Majors then moved back to Texas to practice medicine, working in Brenham, Dallas, and Calvert. He was the first African-American doctor in Calvert. In 1886, he established the Lone State State Medical Association for African-American physicians, as an alternative to the American Medical Association which restricted black membership. In 1888, he moved to Los Angeles where he lectured at the Los Angeles Medical College. He was the first African American to pass the California Board of Medical Examination.
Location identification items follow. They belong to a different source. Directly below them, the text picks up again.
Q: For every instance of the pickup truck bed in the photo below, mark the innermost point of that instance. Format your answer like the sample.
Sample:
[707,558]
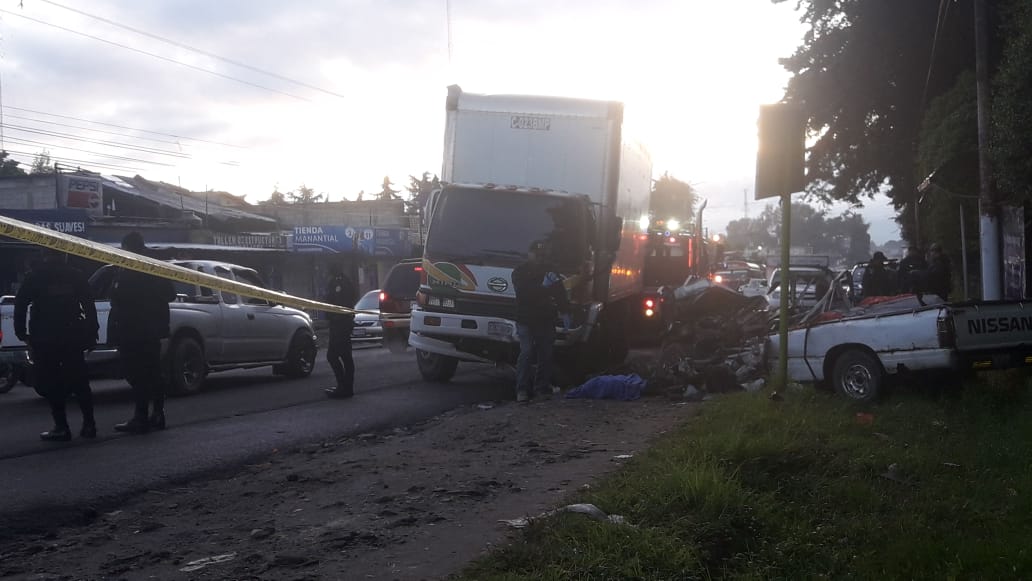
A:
[212,330]
[857,350]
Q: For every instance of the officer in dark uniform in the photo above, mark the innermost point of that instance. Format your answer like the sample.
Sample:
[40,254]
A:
[136,324]
[62,325]
[540,299]
[341,291]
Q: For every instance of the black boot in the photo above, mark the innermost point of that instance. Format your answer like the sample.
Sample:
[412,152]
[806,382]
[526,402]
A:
[136,424]
[60,431]
[57,433]
[339,393]
[89,429]
[157,419]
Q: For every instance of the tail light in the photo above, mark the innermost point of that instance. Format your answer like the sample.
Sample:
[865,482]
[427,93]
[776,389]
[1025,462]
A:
[945,331]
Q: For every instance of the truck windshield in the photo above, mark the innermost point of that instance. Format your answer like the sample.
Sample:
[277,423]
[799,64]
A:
[497,227]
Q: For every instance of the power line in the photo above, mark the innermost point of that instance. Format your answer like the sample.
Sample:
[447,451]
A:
[195,50]
[13,153]
[122,127]
[127,135]
[99,141]
[127,47]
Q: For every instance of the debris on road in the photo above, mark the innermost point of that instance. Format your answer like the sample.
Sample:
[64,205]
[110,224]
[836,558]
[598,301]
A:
[202,562]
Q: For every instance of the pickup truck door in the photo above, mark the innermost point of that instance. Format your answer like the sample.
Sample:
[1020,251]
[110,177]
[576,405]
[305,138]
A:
[240,342]
[266,322]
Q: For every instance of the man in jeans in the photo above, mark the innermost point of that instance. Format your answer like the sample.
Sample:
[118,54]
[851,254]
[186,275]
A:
[136,323]
[540,296]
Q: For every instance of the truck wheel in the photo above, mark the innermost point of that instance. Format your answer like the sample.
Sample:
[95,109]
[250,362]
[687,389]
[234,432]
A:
[436,367]
[187,366]
[300,358]
[8,377]
[858,375]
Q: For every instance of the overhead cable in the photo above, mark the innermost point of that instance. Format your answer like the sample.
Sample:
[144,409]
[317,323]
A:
[122,126]
[127,47]
[194,50]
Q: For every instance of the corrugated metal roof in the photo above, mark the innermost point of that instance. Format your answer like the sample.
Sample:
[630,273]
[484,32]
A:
[167,197]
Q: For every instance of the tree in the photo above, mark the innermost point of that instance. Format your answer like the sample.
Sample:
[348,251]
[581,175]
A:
[419,190]
[42,163]
[673,198]
[386,192]
[9,166]
[276,198]
[304,195]
[863,76]
[844,236]
[1011,133]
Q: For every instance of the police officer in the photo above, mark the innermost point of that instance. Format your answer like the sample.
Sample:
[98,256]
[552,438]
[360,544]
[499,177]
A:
[341,291]
[877,280]
[540,298]
[938,278]
[63,324]
[136,324]
[910,268]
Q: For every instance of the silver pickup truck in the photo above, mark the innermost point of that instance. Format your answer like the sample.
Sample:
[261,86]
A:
[212,330]
[857,350]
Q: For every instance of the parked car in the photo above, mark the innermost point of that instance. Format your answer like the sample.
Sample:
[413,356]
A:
[808,285]
[857,277]
[395,302]
[367,327]
[736,273]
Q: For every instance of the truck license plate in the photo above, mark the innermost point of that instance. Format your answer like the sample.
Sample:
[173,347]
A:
[500,329]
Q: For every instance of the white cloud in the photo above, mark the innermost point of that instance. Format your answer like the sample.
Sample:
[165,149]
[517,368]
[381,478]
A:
[691,73]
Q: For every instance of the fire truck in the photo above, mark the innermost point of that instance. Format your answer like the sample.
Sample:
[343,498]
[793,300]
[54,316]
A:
[672,253]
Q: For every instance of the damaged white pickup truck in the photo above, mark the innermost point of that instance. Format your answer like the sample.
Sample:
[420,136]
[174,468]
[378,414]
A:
[857,350]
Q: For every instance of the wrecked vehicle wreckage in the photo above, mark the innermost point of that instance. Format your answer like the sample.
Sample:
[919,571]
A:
[712,342]
[718,340]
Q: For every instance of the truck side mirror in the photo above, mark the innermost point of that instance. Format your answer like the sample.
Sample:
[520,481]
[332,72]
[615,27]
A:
[614,230]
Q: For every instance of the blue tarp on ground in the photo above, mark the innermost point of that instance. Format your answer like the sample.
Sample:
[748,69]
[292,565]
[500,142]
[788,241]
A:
[610,387]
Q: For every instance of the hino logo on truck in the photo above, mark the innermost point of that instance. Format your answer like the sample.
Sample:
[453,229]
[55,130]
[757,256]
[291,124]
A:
[529,122]
[999,325]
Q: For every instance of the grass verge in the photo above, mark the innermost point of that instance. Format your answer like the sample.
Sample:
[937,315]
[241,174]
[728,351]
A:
[809,487]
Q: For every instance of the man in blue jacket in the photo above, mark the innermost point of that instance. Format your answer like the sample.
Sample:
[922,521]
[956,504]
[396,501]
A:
[540,297]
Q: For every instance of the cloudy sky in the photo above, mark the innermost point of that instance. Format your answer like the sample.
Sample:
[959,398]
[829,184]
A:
[250,95]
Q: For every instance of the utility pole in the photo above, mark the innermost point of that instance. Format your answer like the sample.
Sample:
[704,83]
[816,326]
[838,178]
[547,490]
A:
[989,213]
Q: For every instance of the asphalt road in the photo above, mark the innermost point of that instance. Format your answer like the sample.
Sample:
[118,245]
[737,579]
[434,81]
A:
[239,416]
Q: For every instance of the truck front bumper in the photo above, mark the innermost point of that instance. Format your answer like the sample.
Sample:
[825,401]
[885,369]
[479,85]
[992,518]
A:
[13,356]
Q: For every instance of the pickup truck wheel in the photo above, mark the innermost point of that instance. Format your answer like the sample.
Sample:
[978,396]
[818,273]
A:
[396,343]
[436,367]
[300,358]
[8,377]
[858,376]
[187,366]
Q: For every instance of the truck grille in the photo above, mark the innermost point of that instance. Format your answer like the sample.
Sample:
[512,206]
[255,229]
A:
[505,309]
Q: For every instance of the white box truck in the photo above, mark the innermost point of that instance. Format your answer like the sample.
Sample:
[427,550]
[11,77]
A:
[519,169]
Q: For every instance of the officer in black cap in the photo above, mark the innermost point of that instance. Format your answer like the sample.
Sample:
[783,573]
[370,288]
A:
[136,323]
[877,280]
[341,291]
[62,325]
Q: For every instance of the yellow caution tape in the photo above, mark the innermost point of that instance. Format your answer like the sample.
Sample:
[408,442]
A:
[103,253]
Majors was also active in civil rights, first in Texas and later in California. He edited the Los Angeles Western News, where he advocated for African-American appointment to civic positions. In 1889, Majors married Georgia A. Green, who was from Texas, and in 1890 they returned to Waco, where he practiced medicine and taught at Paul Quinn College. He also edited a paper, the Texas Searchlight, raised money for the building of a hospital, and opened the first black-owned drugstore in the American Southwest. In 1893 he published Noted Negro Women. Majors wrote the book mainly to show the accomplishments of black women, but also to express the "progress" of African Americans since the end of slavery in the 1860s. He also began writing for various national African-American newspapers, particularly the Indianapolis Freeman. In 1898 he moved to Decatur, Illinois. In Illinois, his life was threatened due to his writings against lynching, particularly that which occurred in Decatur shortly before he arrived, and he fled to Indianapolis where he became an associate editor of the Freeman. In 1899 he returned to Waco, but death threats forced him to return to the north, and he moved to Chicago in 1901. He continued practicing medicine, and in Chicago he also wrote for many newspapers, notably the Broad Ax, the Chicago Defender, the Washington Bee, the Peoples Advocate, and the Colored American. From 1908 to 1910 he edited the Chicago Conservator.
Later life and family
In 1889, Majors married Georgia A. Green, and they divorced in 1908. In 1909 he married Estelle C. Bond, and he later married twice more. One daughter of Majors and Estelle was Margaret Allison, who became a noted composer. When Bond and Majors divorced in 1917, Margaret changed her last name from Majors to Bonds. In the 1920s, he began to lose his eyesight and was forced to curtail his work. He largely retired from medicine in 1923. In 1933 he moved back to Los Angeles' where he died aged 96 in 1960.